Meilleurs voeux à toutes et tous pour 2008 !



Photo Parc de Sijean

Pour 2008, ayez de l'ambition que diable,
Ne vous demandez pas est ce que,
L'année 2008 vous sera favorable,
Souhaitez qu'elle soit éléphantesque !
!

Quant à moi je vous le souhaite....

...et si vous souhaitez recevoir d'autres voeux de ma part, visitez mon autre blog
: Piquesel !

Ulysse



Pour le dernier jour de 2007 j'ai pris en compagnie de quelques courageux et courageuses un petit bain de mer au Cap dAgde aimablement offert par le syndicat d'initiative !

Ce dernier avait bien fait les choses, la température de l'eau - 10° - et de l'air -8° - étaient idéales pour moi qui suis habitué à me baigner dans les lacs de montagne. Une loterie et un vin chaude étaient également prévus dont le produit de la vente devait être versé au Téléthon et aux Resto du coeurs. C'était donc une occasion rêvée de joindre l'utile à l'agréable






Seule ombre au tableau, Sarko était de la partie (sans Carla qui faisait du shopping à Bidochon plage ) mais pour prendre un bain de foule pas un bain de mer, car ce n'est pas le genre de personnage à se mouiller et puis l'eau était moins chaude que la Mer rouge !

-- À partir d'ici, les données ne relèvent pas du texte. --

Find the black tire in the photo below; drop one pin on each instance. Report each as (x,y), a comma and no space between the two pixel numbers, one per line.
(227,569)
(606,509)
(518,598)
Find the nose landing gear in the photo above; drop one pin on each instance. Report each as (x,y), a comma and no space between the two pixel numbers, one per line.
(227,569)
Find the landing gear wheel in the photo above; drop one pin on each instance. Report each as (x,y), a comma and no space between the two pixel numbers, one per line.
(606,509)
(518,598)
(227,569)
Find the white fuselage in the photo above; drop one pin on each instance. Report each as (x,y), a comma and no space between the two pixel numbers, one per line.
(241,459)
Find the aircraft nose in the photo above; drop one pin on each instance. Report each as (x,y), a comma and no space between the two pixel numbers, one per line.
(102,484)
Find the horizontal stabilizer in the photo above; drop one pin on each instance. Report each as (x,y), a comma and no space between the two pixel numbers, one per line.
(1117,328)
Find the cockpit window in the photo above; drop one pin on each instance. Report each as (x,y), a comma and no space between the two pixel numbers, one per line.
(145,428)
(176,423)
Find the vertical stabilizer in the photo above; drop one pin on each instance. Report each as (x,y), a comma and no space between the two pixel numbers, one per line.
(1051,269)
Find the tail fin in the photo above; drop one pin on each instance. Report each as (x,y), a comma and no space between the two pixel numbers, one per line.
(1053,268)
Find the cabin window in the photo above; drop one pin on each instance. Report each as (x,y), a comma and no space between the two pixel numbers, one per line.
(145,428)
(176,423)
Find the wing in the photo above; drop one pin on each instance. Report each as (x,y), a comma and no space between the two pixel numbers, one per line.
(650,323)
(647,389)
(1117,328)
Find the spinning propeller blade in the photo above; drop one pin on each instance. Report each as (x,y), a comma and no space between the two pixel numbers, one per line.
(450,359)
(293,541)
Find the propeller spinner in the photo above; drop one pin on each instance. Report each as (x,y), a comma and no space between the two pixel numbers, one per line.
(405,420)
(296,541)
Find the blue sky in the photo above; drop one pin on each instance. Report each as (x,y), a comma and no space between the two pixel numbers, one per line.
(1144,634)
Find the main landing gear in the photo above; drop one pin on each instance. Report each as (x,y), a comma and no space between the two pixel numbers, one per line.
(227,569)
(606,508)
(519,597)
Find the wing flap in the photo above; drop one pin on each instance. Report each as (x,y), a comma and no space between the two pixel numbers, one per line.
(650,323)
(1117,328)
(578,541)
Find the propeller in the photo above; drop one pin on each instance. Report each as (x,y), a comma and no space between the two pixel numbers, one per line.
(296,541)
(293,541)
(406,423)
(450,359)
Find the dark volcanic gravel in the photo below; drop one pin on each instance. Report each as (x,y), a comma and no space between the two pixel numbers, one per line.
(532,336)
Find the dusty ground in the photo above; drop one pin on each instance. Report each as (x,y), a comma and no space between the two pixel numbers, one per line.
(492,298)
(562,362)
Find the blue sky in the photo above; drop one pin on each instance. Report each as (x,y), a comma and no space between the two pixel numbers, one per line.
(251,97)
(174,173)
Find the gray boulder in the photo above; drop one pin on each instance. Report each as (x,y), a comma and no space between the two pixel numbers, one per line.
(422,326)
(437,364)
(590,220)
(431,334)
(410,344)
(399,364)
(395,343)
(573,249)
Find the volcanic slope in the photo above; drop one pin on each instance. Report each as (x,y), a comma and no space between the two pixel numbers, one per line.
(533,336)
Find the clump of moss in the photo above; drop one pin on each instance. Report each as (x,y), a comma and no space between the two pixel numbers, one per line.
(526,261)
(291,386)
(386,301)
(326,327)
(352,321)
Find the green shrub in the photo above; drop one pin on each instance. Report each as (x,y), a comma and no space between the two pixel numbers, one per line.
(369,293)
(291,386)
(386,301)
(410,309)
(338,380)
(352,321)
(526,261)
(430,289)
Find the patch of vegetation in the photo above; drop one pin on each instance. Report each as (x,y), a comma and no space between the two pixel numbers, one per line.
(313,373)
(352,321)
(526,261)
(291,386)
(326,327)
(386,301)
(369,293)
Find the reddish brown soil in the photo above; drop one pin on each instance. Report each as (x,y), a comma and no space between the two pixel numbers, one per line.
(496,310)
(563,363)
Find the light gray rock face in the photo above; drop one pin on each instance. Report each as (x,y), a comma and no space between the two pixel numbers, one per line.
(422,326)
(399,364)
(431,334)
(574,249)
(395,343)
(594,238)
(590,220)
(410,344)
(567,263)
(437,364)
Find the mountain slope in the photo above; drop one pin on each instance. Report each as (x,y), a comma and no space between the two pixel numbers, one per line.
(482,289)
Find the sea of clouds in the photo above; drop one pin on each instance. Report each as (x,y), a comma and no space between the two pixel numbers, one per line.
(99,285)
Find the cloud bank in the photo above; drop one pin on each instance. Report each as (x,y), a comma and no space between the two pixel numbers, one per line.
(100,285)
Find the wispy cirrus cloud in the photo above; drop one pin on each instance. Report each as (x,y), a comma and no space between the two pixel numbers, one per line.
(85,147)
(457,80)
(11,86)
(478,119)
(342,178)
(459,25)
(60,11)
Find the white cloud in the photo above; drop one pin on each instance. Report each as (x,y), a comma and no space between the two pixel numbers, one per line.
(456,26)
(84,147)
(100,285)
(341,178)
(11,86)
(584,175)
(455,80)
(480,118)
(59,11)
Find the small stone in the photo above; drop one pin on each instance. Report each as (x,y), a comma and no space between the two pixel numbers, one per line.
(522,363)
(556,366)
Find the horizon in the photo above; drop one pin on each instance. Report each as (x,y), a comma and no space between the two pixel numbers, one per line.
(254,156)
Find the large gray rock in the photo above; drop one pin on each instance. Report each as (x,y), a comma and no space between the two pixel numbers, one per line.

Les pompiers chargés d'assurer la sécurité pourtant vêtus d'une combinaison ont eu un peu de mal à entrer dans l'eau...












Quant aux nombreux spectateurs, aucun d'entre eux n'eut la témérité de tremper ne serait ce qu'un orteil dans l'eau !

Les candidats étaient docilement massés derrière le président de la République (je suis l'homme au chapeau noir derrière lui) attendant le signal du départ.















Dès qu'il fut donné, ce fut la cavalcade pour être le premier à se jeter dans la grande bleue....

J'avoue que j'ai eu en me baignant à peu près la sensation de rentrer dans un congélateur ....























j'ai mis un point d'honneur à y rester quelques minutes afin de mériter le vin chaud qui nous fut servi et que j'ai bu avec bonheur à votre santé (l'homme à la casquette c'est moi!)